Foi com os pés assentes na terra que identifiquei no fenómeno mediático (esse sim, doentio) à volta do jogo uma particularidade que serve bem de caso de estudo para o desvario em que andamos, com a nossa mania de fundir factos com opinião, criando a pérfida ilusão de que o aumento de horas de discussão e extremar de posições contribui para a qualificação das nossas posições. Falso. Em boa verdade, os aspectos de apreciação da lei do fora-de-jogo - e, sobretudo, da sua aplicação - deviam ser ensinados nas Licenciaturas em Ciência Política e de Comunicação, como um exemplo "text book" de como é possível engajar duas ou mais facções à volta de um debate inexistente. O que há, isso sim, é um conflito instigado, em que ambas as partes se coçam sem tirarem, de todo, a nossa comichão. Vejamos.


A lei do fora-de-jogo é uma lei com consequências tácticas fantásticas: ao obrigar a que o jogador a quem o passe é endossado tenha de ter, no momento do dito passe, entre si próprio e a linha de golo da baliza adversária, pelo menos dois jogadores (regra geral, isto implica um jogador de campo e o guarda-redes), ela impede que os jogadores "acampem" no meio campo adversário e obriga tanto defesas como atacantes a manobras colectivas de posicionamento que são hoje, realmente, uma das essências do espectáculo.

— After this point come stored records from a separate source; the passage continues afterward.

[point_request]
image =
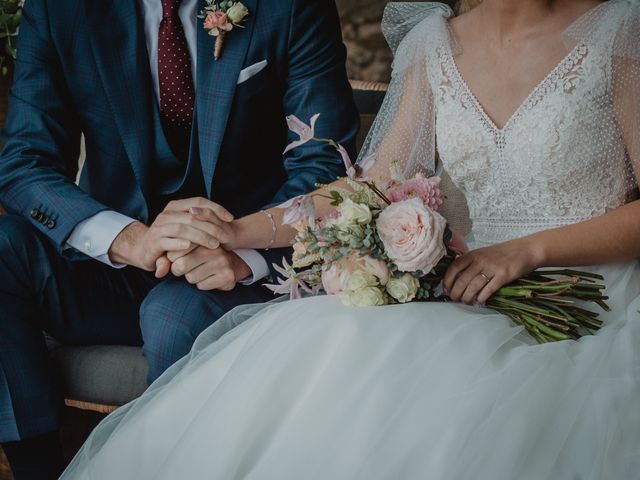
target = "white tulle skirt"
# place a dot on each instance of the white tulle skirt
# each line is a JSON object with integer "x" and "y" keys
{"x": 310, "y": 389}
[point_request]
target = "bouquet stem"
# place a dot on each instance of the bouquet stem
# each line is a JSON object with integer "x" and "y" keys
{"x": 217, "y": 50}
{"x": 548, "y": 308}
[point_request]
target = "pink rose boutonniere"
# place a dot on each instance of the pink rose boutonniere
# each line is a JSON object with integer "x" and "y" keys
{"x": 220, "y": 18}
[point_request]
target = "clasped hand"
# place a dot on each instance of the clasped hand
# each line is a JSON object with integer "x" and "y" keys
{"x": 185, "y": 239}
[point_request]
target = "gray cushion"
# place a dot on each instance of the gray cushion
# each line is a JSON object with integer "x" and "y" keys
{"x": 107, "y": 375}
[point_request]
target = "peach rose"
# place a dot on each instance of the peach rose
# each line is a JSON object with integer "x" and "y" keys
{"x": 412, "y": 235}
{"x": 336, "y": 276}
{"x": 217, "y": 21}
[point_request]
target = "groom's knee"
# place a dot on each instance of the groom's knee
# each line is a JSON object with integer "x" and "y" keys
{"x": 15, "y": 233}
{"x": 171, "y": 318}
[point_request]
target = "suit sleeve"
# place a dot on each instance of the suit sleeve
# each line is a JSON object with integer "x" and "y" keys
{"x": 316, "y": 83}
{"x": 41, "y": 137}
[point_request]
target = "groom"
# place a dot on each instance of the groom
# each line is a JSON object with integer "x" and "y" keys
{"x": 162, "y": 120}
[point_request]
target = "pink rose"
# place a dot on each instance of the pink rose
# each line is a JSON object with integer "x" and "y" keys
{"x": 412, "y": 235}
{"x": 336, "y": 275}
{"x": 426, "y": 189}
{"x": 217, "y": 20}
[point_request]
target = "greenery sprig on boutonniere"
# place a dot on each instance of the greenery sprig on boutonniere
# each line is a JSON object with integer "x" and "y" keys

Sucede que, como em tudo na vida, que há um imenso fosso entre o "espírito da lei" e (pragmaticamente falando), a sua "aplicação". Com efeito, a velocidade do jogo e as movimentações rápidas impossibilitam ao árbitro a percepção da situação - entra em jogo, então, o fiscal de linha, incumbido de se posicionar, regra geral, em linha com o último defesa, posição privilegiada para observar a colocação do atacante. A FIFA, ela própria, reconhece o problema e tem uma recomendação clara como água sobre a atitu

de a adoptar em caso de dúvida por parte dos juízes: beneficiar o ataque, isto é, nada assinalar. É isto que se pede, preto-no-branco: que a aplicação da lei reconheça a sua própria difícil exequibilidade.

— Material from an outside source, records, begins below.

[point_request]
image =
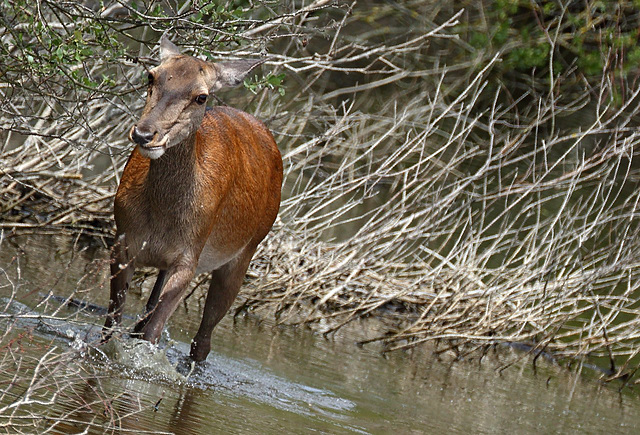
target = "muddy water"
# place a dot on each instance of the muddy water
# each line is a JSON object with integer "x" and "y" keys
{"x": 265, "y": 379}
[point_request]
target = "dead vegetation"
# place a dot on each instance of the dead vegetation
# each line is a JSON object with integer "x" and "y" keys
{"x": 416, "y": 187}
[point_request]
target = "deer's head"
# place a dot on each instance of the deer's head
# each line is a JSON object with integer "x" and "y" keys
{"x": 177, "y": 95}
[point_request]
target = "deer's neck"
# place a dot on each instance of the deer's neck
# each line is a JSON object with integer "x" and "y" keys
{"x": 171, "y": 182}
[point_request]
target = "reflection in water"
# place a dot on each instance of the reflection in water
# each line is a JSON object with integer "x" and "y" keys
{"x": 265, "y": 379}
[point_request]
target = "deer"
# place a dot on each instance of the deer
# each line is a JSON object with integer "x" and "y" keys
{"x": 199, "y": 192}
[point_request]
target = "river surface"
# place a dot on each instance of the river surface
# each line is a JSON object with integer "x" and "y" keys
{"x": 261, "y": 378}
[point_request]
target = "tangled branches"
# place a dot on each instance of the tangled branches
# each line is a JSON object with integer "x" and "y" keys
{"x": 418, "y": 188}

Agora liguemos a televisão. Eis-nos perante um painel que debate até à exaustão o erro-ou-não-erro do árbitro. A tecnologia - indisponível para os juízes - brilha no LCD e surge uma linha amarela fictícia junto ao tal penúltimo homem, com a qual tem de estar alinhado o atacante, para que esteja "em jogo". Fala-se, gesticula-se, o "super slow motion" em HD hiperboliza: para uns errou, para outros não. E segue para o jornal do dia seguinte, com direito a "photo stills" que congelam rigorosamente o momento do passe. Andamos nisto há anos e, em 90% dos casos, é "bullshit" pura. Purinha. Um juiz aplica a lei, e o código que rege a aplicação da lei (o código do International Board da FIFA) é claro: nada a assinalar quando há dúvida razoável, beneficiar o ataque, o espectáculo. Ora, as discussões a que assistimos são entretenimento e não informação; porque se não houvesse "dúvida", também nada haveria que discutir e aquilo que tinha de ser dito era isto: o árbitro ajuizou bem ao não assinalar. Nós aqui - mesmo com tecnologia - não conseguimos consensos, portanto, há que, de acordo com as recomendações superiores, nada assinalar. E nada a discutir. Um juiz não faz a lei, senão não era um juiz, era um "Sheriff".


Cada um tira para si as ilações que este erro, que se propaga até à distorção total da análise dos factos, possa fornecer. Em boa verdade, este estado de coisas já nem é mau juízo, é mesmo desvio do propósito fundamental da análise do trabalho de um árbitro, ou de um responsável. Por mim, uma extrapolação: se continuarmos a deixar esta fonte de equívocos, este "modelo", jorrar como forma única de matar a nossa sede, então é melhor estarmos preparados para sermos governados por "Sheriffs" e para estarmos, de facto, cada vez mais perto faroeste. A televisão não é lei, nem merece ser. E estou farto de ver "informação" a institucionalizar como útil aquilo que é, na melhor das hipóteses, redundante.